PM me if you need help
Im In Tampa actually on the east side so Orlando is only 1 hour away.

Kate Butler
05-08-2007, 10:16 PM
You can take a shovel and cut off that big one and transplant on the outside of the pool cage.
I would transpant the whole thing if I was the landscaper.
I would then plant an orange bird instead of a white one.
The orange will only get 4-5 feet at the tallest.
If the white bird is to heavy to transplant I will come over with the Bobcate and take out the screen and lift it our for you.
PM me if you need help
Im In Tampa actually on the east side so Orlando is only 1 hour away.

White birds of paradise will become WAY too big for any screened enclosure that isn't at least 2 stories tall. Yamadooski is right: get it out and replace with the orange form.

sancho_man_orlando
05-08-2007, 10:22 PM
does it need to be pulled by roots? or can i chop it away with the shovel?

if it's chopped away will it retake if transplanted?

Kate Butler
05-08-2007, 10:56 PM
I took a chainsaw to a white bird last winter and it did NOT come back. It thought about it (pushed about 2' of new growth) but it was just too much work and it died back. If you can chop it with a shovel, you need to change your screen name to the incredible hulk. Although, if it hasn't 'trunked up' yet, you probably could do it with a really sharp shovel.

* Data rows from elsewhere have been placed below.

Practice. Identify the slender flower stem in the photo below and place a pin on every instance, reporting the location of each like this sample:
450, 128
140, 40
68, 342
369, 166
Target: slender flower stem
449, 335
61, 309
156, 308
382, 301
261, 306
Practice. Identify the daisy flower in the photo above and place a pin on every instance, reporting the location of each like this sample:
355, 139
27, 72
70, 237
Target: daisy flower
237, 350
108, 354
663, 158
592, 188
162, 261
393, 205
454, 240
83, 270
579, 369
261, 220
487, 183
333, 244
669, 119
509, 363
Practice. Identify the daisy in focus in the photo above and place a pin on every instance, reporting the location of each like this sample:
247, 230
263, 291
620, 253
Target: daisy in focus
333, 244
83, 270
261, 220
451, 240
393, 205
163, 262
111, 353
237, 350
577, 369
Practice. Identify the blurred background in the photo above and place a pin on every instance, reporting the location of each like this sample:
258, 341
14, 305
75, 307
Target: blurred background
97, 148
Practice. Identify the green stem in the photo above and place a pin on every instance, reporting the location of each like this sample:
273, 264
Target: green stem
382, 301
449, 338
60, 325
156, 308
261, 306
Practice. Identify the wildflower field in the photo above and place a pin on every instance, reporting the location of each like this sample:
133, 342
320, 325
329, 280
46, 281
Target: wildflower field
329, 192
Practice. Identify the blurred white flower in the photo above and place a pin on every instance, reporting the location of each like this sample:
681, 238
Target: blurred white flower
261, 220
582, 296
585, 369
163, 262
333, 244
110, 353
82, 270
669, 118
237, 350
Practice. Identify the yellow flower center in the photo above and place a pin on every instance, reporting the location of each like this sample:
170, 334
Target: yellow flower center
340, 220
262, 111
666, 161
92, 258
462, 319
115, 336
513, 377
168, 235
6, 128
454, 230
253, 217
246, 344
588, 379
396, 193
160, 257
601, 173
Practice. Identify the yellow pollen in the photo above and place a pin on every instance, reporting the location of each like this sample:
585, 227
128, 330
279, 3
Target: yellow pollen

Chainsawing it was VERY messy - lots of wet, pulpy debris going in all directions. Might not be the best choice of method inside a screened area.

rob7233
05-15-2007, 05:22 PM
I recently had this same situation happen with a with White bird and a Philodendren in the same triangular 5' x 4' planter area. The philodendren had all it's roots going between and intertwined around the Bird which broke thru the screen in two places.

The problem here was access. The screen enclosure was set to where the yard dropped off at that corner. The cost and trouble of a small Bob-cat was a no go. The client wanted it out without furthering damaging the screen more. So I took a large serrated knife ($6.00) bought at Walmart and reduced it as much as possible then finished it off at the ground level with the chainsaw.

No way was a shovel going to do it. I don't care how big OR green I might be. Way too much plant material in too small a space with three sides of it limited in access. 2-screen, 1-pool water. FYI: I use this knife often, to divide/reduce Liriope etc. Plus think of all the potential "other" uses for it.. In the end, we just used one of their other large potted plants in the area.

Kate Butler
05-15-2007, 10:13 PM
I use a long serrated knife ALL THE TIME working in the nursery for dividing large clumps of perennials. Smaller similar knives make really good weeding implements.

If I were to do it again, though, I'd use a large hand pruning saw - like a Silky - incredibly sharp buggers. Just bought one recently and I cannot believe how useful it is!!!